コトバノウタカタ

よしなしごとをつらつらとつづるばしょ。

眼の中の影

今日、相方にせがまれて、家族で連れ立ってとある山の上にある公園へと行った。そこには芝生の広場があり、子を遊ばせながら、芝の上に寝転んでみた。芝の上に寝転ぶなどいったい何年ぶりなのだろうか。元々インドア派*1の私だったが、ここ数年はその傾向がさらに悪化している。休日といえばほとんど寝て過ごしてしまっている。出かけてもすぐ疲れるし、子がいると外でのんびりするということもなかなかできなかった。しかし子もそれなりに大きくなり、どうにかよちよちと歩いたりしはじめたので、それならば、と芝のある公園に来て遊ばせることにしたのである。

そうやってちくちくとする芝の上に寝転がり、青い空を見ていると、眼の中に影が見えることに気づいた。そのような影があることは数年前から気づいていた。一度気になったので眼科に行って見てもらったほどだ。しかし眼科でも、「原因はわからないが悪いものではない。老化とともにそういう影はできてくるものだからあまり気にしないで」というなんとも歯切れの悪い診断結果をもらった。最後に「こんなに若いうちから影が出るってことはあまりないんだけどね」と気になるようなことも言われたが。

しかし影といっても実際にはそれほど気になるものではない。日常生活においてはそれがあることさえ気がつかない程度のものだ。しかし、明るいところや白い背景を見ると、それが目だってよく見えることがある。それほど大きな影ではない。眼球の中なのでサイズがどのくらいと説明するのは難しいが、パソコンのディスプレイの文字ひとつ分ほどの大きさもないくらいだ。

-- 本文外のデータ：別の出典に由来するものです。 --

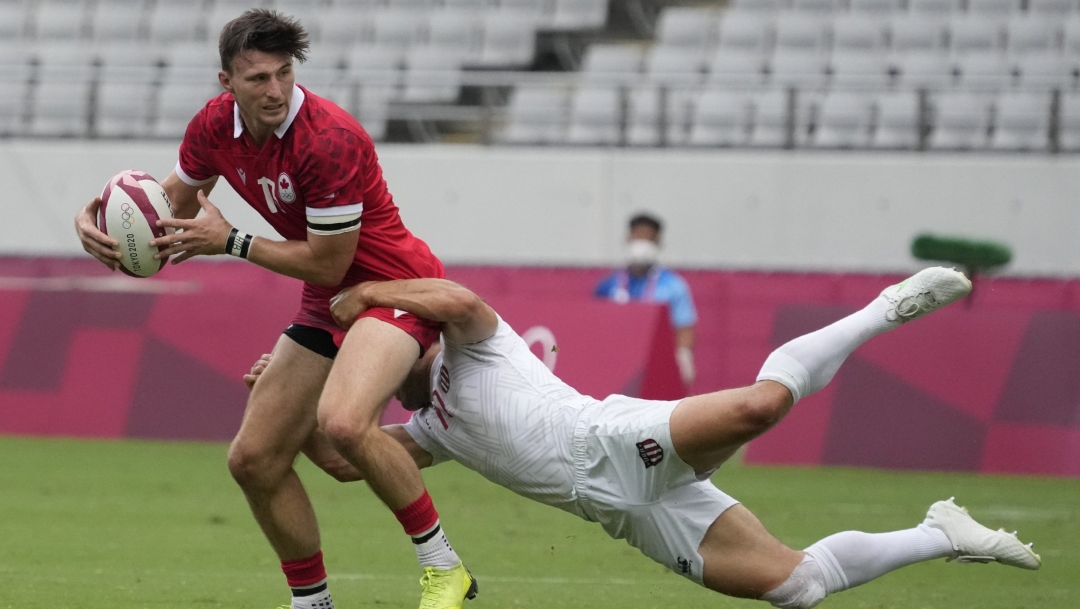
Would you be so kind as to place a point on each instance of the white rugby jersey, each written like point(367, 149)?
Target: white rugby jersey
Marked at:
point(497, 409)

ただ、それが眼球の動きに少し遅れて、つつっ、と視界をよぎったりする。おそらく眼球内の水晶体の中に何かが浮かんでいるのだろう。

しばらく、その影の存在は忘れていた。なくなるわけでもないが、さして大きくなるわけでもなく、医者にも気にしてもはじまらないと言われた。しかし明るい空の下、何をするでもなく見ているとその影がやけにはっきりと見えてくるのだ。なんだか以前より影の数が多くなっているような気がする。単にこういう抜けた明るい場所に来る機会がなかったからいままで気づかなかっただけかもしれない。それでも、なんだか以前とは様子が違う。片眼だけにしか見えなかった影が、反対の眼にも見えるようになっている。左右の影は形も違う。それぞれ別の影が左右それぞれの眼に見えているのだ。

じっと眼をこらし、焦点を合わせてみる。目の中のものなのに焦点があうのか、と思うかもしれないが、これが焦点が合うものなのである。目の中の影をじっくり見ると、それは小さないびつな丸の塊のように見える。時折丸から筋のような線が延びている。いくつかの丸がひとかたまりとなって影になっているのだ。その丸の中心には黒い点が見える。そう、それは理科の時間に顕微鏡で覗いた細胞のような見た目をしているのだ。無色透明。丸の集合の形はいびつで、細長く固まっている。上記の画像は全体像はかなり違うが、粒の感じと線の感じが似ている。実際には細胞の数はそんなに多くはなく、せいぜい20個か30個程度。また細胞の輪郭や核がもっとはっきりと見える。

眼の中の細胞が欠けたか、あるいは他の何かか。ちなみに上にあげた画像は菌類のものだ。眼の中に黴の菌糸が根でも張っているのではないかと不安になったりもする。

この「眼の中の影」といのは、きわめて個人的な経験だ。夢のように、幻覚のように、その本人にしか知覚できないモノである。見える、と言ってもそれを他人が見ることはできないし、見えているということを確かめることもできない。それこそ視覚情報の共有化でも実現しなければ、絶対に他人が見ることはできない。


とここまで書いて、相方に聞いてみたら「私も見える」との返事が・・・。これって普通に見えるもの?

*1:と言えば聞こえはいいが、単なる出不精。